James Axler – Nightmare Passage

“What happens when the pyramid is com­pleted?” Ryan asked Fasa at one point.

“There will be a great ceremony and celebration. Pharaoh will drink in the sekhem energy drawn down from Osiris by the pyramid.”

“I mean, what will you and the others do? Don’t you want to be free?”

Fasa thought it over, frowned and shook his head. “I wouldn’t like that. Who would take care of me? How would I get food? I like to eat. Don’t you?”

Ryan considered the query rhetorical, so he didn’t bother with a response.
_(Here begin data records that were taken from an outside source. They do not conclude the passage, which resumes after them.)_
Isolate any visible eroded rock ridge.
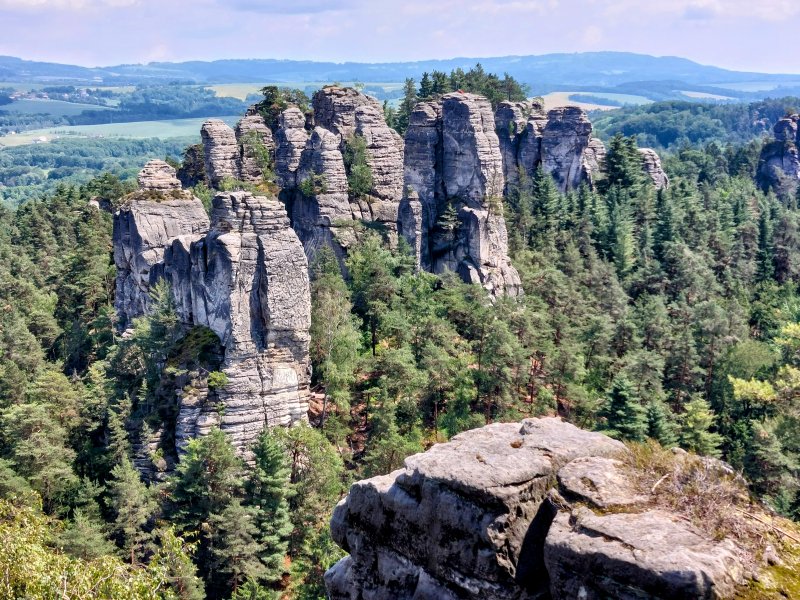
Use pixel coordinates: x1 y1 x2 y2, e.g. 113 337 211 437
114 161 311 452
325 418 745 600
757 114 800 194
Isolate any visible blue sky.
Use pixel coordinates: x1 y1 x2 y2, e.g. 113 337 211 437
0 0 800 73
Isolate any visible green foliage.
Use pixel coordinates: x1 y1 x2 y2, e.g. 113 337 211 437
245 429 293 583
592 98 798 149
256 85 310 129
0 499 182 600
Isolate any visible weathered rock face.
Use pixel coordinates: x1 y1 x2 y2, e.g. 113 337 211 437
275 106 309 191
399 93 521 295
113 160 209 329
181 192 311 448
495 102 669 192
114 163 311 453
639 148 669 190
542 106 592 192
275 86 403 258
288 127 353 258
495 102 605 192
200 112 278 189
200 119 239 188
325 418 744 600
235 111 275 183
757 115 800 194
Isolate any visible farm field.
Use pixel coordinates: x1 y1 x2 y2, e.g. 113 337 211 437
0 115 240 147
542 92 652 110
680 90 736 100
2 99 113 117
205 81 403 100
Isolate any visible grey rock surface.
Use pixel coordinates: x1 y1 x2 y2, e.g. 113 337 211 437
544 508 744 600
274 106 309 190
137 160 181 192
399 92 521 295
234 111 275 183
113 164 311 454
185 192 311 449
542 106 592 192
112 173 209 329
756 115 800 195
639 148 669 190
325 418 743 600
200 119 239 188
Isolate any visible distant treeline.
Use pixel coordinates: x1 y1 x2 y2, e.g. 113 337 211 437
0 138 192 205
0 85 247 135
592 96 800 149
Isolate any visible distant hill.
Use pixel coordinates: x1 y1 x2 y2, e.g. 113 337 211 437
0 52 800 100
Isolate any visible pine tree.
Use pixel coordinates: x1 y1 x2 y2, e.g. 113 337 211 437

The sun didn’t begin its decline until well after seven o’clock—at least, J.B. estimated that was the time, since their chrons had been confiscated with the rest of their belongings.

Overseers shouted back and forth across the pyr­amid, and like automatons, the laborers stopped working and lined up at the stair. As before, they marched down, two men across. In some ways, the descent was more difficult than the ascent, because the shadows had thickened. One misstep could result in a bone-breaking fall.

Deep twilight darkened the sky when Ryan and J.B. set their sandaled feet on solid ground again. They heaved audible and simultaneous sighs of relief and marched back into the walled compound, toward the dormitory.

Shukeli stood by the door and when he saw them, he beckoned for them to step out of formation. The fat man snapped to J.B., “Not you, just One-eye here.”

J.B. hesitated, but when Ryan nodded to him, he stepped back into line and was swept out of sight by the column of marching men.

Ryan regarded Shukeli solemnly. “Payback plan or what?”

A flush of anger colored Shukeli’s chins and sag­ging jowls. “Someone wants to see you. Come with me.”

He turned and walked along the side of the bar­racks, not bothering to check if Ryan was following him or not. Ryan caught up with him before he turned the corner, senses on full alert, muscles tens­ing and tightening.

Rather than the ambush he expected, he saw a large pavilion erected in an open lot. Banners flut­tered from poles driven into the ground near the en­trance.

“In there,” Shukeli growled. “The royal archi­tect’s office.”

“Why does the royal architect want to see me?”

Shukeli lifted a sloping shoulder in a shrug, as if the matter were of little importance or interest to him. “How do I know? I was told to fetch you. I fetched you. Do what you want from here on out.”

With a surprising quickness for one so bulky, Shukeli turned smartly on his toes and stalked away in the direction they had come.

Ryan studied the pavilion suspiciously, seeing no sign of movement in or around it. A single light burned from within. He strode purposefully forward, thrusting aside the door flap.

A brass lamp suspended from a support pole cast the interior with a wavery yellow illumination. Di­rectly beneath the lamp, seated at a paper-covered table was the hard, bronze figure of Akhnaton. He looked up as Ryan entered, and even at a distance, his crimson eyes shone like baleful flames.

He wore a simple brown leather belted jerkin that bore a disk worked in gold thread upon the breast. His head was bare, and he was completely alone.

Ryan cursed his split second of hesitation, then he crossed the dozen feet separating him from the giant man of bronze. “You’re the royal architect?”

“Among my other functions,” Akhnaton replied in his thrumming, controlled voice. “Would you consider this our second or third meeting, Cawdor?”

Ryan didn’t rise to the bait. His stomach muscles fluttered in adrenaline-inspired spasms. He tried to meet the man’s crimson gaze, unblinking and un­flinching. “What do you want?”

Akhnaton leaned back in his camp chair, looking him up and down appraisingly. “No need to be afraid, Cawdor. If I wanted you dead, vultures would be feasting on your liver by now.”

“I’m not afraid of you, Hell Eyes.”

A rueful smile touched the man’s lips. “I haven’t been called that in many, many years. And then, not to my face.”

“I asked you a question—what do you want?”

Akhnaton gestured expansively. “I have every­thing I want. An empire. A dynasty.”